Levy's profile is a slyly nasty evisceration. Sample: "Cindy’s profile on the McCain campaign Web site begins with the sentence “Cindy Hensley McCain has dedicated her life to improving the lives of those less fortunate both in the United States and around the world.” Charity work, as she put it in a video posted on her daughter Meghan’s campaign blog, “is inspirational to me and it does absolutely invigorate me and keep me going.” The
two to three weeks a year that she spends on her missions [emphasis added by me] are, she says, her best times: “I think I’m happiest when I’m out in the field working and being a part of what I can do to make the world a better place.”
Other gleanings from the New Yorker this week: Sarah Palin's speech at the Republican convention was written by a former Bush White House speechwriter before McCain had chosen his running mate -- it would have been delivered by whomever McCain chose and was adapted at the last minute for Palin to deliver.

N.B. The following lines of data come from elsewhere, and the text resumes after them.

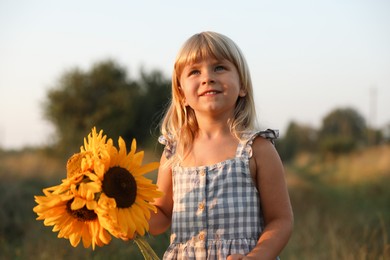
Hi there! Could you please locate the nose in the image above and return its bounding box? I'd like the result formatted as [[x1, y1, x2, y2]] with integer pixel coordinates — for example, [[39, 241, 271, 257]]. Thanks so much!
[[202, 71, 215, 85]]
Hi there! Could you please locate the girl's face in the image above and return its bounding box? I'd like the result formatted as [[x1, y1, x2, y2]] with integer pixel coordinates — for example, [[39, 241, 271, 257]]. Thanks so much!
[[180, 58, 246, 116]]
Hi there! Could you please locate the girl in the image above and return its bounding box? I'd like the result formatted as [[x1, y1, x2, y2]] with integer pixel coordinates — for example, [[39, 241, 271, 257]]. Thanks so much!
[[150, 32, 293, 260]]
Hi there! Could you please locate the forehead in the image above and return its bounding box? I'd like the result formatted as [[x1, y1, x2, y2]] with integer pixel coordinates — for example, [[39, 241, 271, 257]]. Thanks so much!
[[175, 42, 230, 75]]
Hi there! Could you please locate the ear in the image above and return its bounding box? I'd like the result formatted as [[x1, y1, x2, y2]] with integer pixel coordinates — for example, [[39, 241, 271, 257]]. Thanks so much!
[[238, 88, 246, 97]]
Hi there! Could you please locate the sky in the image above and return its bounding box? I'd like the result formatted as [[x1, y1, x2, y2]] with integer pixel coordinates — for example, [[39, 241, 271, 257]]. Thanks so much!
[[0, 0, 390, 149]]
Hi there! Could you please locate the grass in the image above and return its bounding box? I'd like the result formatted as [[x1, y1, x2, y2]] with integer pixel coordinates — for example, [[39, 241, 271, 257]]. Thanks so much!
[[0, 146, 390, 259]]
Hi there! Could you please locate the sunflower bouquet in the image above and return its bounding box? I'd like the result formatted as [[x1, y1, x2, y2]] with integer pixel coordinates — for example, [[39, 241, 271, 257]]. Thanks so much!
[[33, 128, 162, 259]]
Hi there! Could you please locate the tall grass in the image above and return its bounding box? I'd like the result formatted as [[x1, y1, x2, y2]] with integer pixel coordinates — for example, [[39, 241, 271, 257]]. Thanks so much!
[[282, 146, 390, 259], [0, 146, 390, 259]]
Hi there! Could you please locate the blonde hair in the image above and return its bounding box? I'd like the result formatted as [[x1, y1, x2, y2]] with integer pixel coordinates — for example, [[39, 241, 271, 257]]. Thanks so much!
[[161, 32, 256, 164]]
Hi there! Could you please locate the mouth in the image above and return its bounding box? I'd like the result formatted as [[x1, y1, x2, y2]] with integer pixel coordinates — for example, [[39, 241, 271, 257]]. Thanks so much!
[[199, 90, 221, 97]]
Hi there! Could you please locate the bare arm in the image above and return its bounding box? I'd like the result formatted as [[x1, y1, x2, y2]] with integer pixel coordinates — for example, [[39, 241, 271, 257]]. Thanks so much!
[[228, 138, 294, 259], [149, 152, 173, 235]]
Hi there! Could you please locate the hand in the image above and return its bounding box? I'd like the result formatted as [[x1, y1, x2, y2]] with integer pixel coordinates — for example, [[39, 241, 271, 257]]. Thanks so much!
[[226, 254, 245, 260]]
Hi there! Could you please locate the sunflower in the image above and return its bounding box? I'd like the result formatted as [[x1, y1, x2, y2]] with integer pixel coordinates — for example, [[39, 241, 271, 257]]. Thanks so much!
[[33, 128, 162, 259], [33, 174, 111, 249], [81, 129, 162, 239]]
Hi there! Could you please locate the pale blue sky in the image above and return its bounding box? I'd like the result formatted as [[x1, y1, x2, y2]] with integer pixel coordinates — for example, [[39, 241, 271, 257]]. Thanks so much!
[[0, 0, 390, 149]]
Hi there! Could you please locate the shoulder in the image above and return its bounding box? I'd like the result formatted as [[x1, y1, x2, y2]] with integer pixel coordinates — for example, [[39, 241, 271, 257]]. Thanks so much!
[[252, 132, 283, 175]]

Henrik Hertzberg's lead editorial says of McCain's convention speech: "His retelling of his experience as a prisoner of war in Vietnam was powerful, and the lesson he drew from it—that it caused him “to learn the limits of my selfish independence”—was the very opposite of Republican boilerplate. But its backward-looking orientation—at one point, McCain described where he was when he learned about the Japanese attack on Pearl Harbor—underlined his age and, with it, the recklessness of the most important decision he has made as a candidate."
A Talk of the Town piece
by Ryan Lizza details the opposition to Palin voiced by Lyda Green, the 69-year-old Republican president of the Alaska state senate.
Among other things, Green says Palin is not qualified to be
governor, let alone President or Vice President, and that she
turned every policy disagreement into a personal
vendetta.
It's of a piece with the letter you might have seen circulated by Anne Kilkenny, a voter registrar and housewhife who observed Palin up close on the Wasilla city council in the 1990s.
New York magazine also has an interesting
cover story this week on McCain and Obama's campaign managers,
Steve Schmidt and David Axelrod, and how they're pitching their candidates. Schmidt, whose nickname is The Bullet, is trained by Rove to come up with the most alluring lies, such as "McCain puts the country first, Obama puts Obama first."
All I can say is, I hope I have the intelligence to keep spotting talking points when I see them and expose them to people who are inclined to swallow them whole.